What you can’t say is that his analysis is unintelligent. It may be flawed (from an imperial perspective) a bit too simplistic, but not wildly off the mark. The fact that Barnett’s outburst can appear in a magazine like Time with a mass audience tells us plenty about the West’s tolerance for mass murder. This isn’t an academic mouthing off in an obscure journal.

I should mention that Barnett has a more impressive CV than many corporate pundits. According to Time, Barnett has "has worked in US national security circles since the end of the Cold War, starting first with the Department of Navy's premier think tank, the Center for Naval Analyses". He has a Phd from Harvard in Poitical science..

Barnett wrote in his Time magazine blog

We should press the fight and speed the killing in Syria, not because it’s right or because we’re preventing anything.
We should do it because the opportunity has presented itself and we can.
The rest is just op-ed BS….
We all know Assad is going down.  Let’s be in on the kill.


 

Barnett ridicules op-eds that talk of intervention to “prevent” killing.   The problem that he astutely identifies is that

when the intervention does comes and it — gasp! — leads to more death and destruction.”  


How much simpler if imperial goals are clearly and honestly identified. Did “we” or did “we” not kill the enemy?  Why muddle the assessment with a count of dead foreign bodies before and after the kill?

Did “we” get Saddam Hussein? Yes.
Did “we” get Gaddafi? Yes.
Did “we” get Bin Laden? Yes.

Barnett would have to rate Western “intervention” in Iraq, Afghanistan and Libya as successful by his suggested metric. That isn’t far off what is actually used. It’s true that Iraq is not generally regarded as a success. Imperialists of various stripes routinely whine, as they did about Vietnam, that it has soured the public to the idea of humanitarian war.

However, tolerance for the murder of foreigners is so deeply ingrained in the West that about million Iraqis had to be killed for that “intervention” to be viewed negatively. It was a catastrophe beyond the capacity of the corporate press to bury - especially since it also cost the lives of thousands of US soldiers and trillions in US taxpayer dollars.

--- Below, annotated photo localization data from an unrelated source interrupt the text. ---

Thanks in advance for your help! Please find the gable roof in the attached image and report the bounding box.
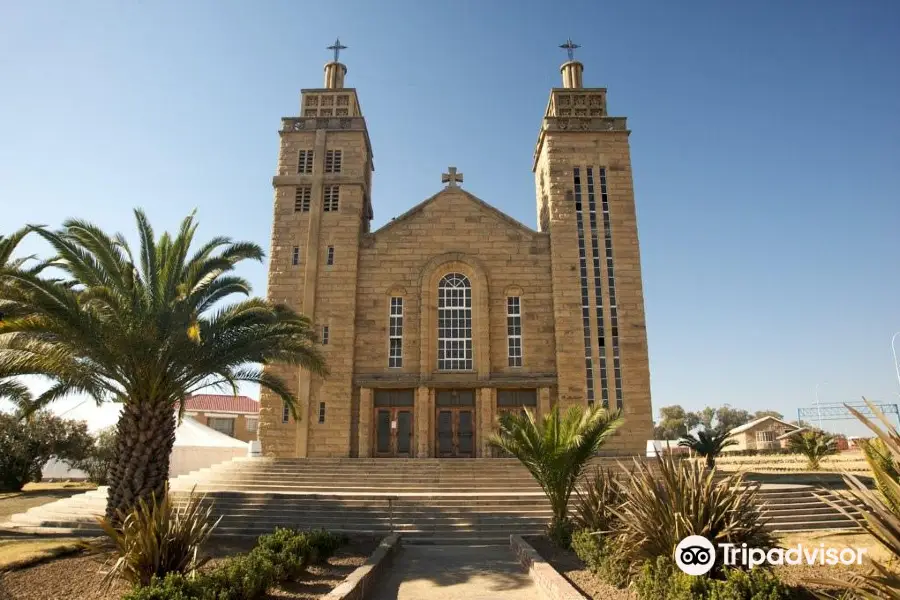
[184,394,259,415]
[728,416,800,436]
[372,187,538,237]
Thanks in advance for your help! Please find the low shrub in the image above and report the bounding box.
[632,557,792,600]
[121,527,348,600]
[570,530,630,588]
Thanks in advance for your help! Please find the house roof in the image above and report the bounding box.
[728,416,800,436]
[183,394,259,415]
[776,427,806,440]
[372,187,538,237]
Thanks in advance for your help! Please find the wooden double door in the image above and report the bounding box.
[435,390,476,458]
[374,390,414,458]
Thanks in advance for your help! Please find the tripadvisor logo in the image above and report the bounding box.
[675,536,868,576]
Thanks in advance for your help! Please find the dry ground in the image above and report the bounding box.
[0,536,378,600]
[0,482,97,525]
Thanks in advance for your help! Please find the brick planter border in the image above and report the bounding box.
[510,534,586,600]
[323,533,400,600]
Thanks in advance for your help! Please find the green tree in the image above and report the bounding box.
[712,404,753,433]
[653,405,689,440]
[678,428,737,469]
[788,429,837,470]
[489,405,623,546]
[73,426,117,485]
[0,211,326,519]
[0,410,95,491]
[753,410,783,420]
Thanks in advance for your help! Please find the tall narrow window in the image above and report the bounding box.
[324,150,342,173]
[437,273,472,371]
[389,297,403,368]
[507,296,522,367]
[297,150,314,174]
[294,186,311,212]
[323,185,340,212]
[322,325,329,345]
[599,168,623,409]
[282,401,290,423]
[291,246,300,266]
[326,246,334,266]
[586,168,609,407]
[574,168,595,405]
[318,402,326,424]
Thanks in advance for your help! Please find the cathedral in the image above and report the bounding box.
[258,41,653,458]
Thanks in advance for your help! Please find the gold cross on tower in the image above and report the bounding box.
[441,166,464,188]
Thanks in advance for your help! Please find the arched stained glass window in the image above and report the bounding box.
[437,273,472,370]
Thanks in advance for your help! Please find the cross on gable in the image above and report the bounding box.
[442,166,463,188]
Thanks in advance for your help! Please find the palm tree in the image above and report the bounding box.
[489,404,623,545]
[787,429,837,470]
[678,428,737,469]
[0,210,326,520]
[0,379,34,417]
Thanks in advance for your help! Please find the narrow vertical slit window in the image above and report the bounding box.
[326,246,334,266]
[322,325,329,345]
[297,150,314,174]
[507,296,522,367]
[294,186,311,212]
[323,185,340,212]
[282,401,290,423]
[599,168,623,409]
[318,402,326,424]
[324,150,342,173]
[291,246,300,266]
[389,297,403,368]
[586,168,609,408]
[574,168,595,406]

Libya, on the other hand, with only tens of thousands of Libyans killed after the “intervention”, can be sold as a success. The costs to the US and its important (rich) allies were negligible by any measure.

Afghanistan might be debated. The “kill” was eventually achieved but the cost in US lives and money was not negligible.

Barnett might have been even blunter in some ways. He refers to Assad as “evil” but not Obama who has embraced the indiscriminate slaughter of military aged men in foreign countries (labeled “militants” by that exact criteria) as a wonderful foreign policy tool.[1]  “Evil” is also not a term Barnett applies to the brutal governments in Saudi Arabia and Qatar whom he encourages Obama to provide with “what they want” to kill Assad.

Barnett could have explicitly stated that “evil” is, by definition, whoever the US targets for a kill. Whoever helps out with the kill is not “evil”, nor, he might have added, “dangerous” – another term frequently used by humanitarian warriors.

Why are the ravings of a pundit like Barnett worth contemplating by people repulsed by him?

Repulsive or not, he identifies how any military intervention will actually be evaluated in the West (barring major changes in the Western media). Catastrophic results for the locals in foreign lands will be easily ignored provided costs to the US can be kept low. It is the people with Barnett’s general mindset (though not his honesty) who dominate policy and public debate in the West. Leftists tempted to back any kind of western military intervention in Syria  should bear that in mind – and also the way Barnett openly salivates over the prospect of future kills:

“Iran will lose big-time — yet again in this Sunni-empowering Arab Spring. And yeah, Lebanon will be next up as a result.”

 

A good kill (sorry “intervention”) is always one that whets the appetite for more. Perhaps Barnett will beat everyone over the head with that in a future blog post.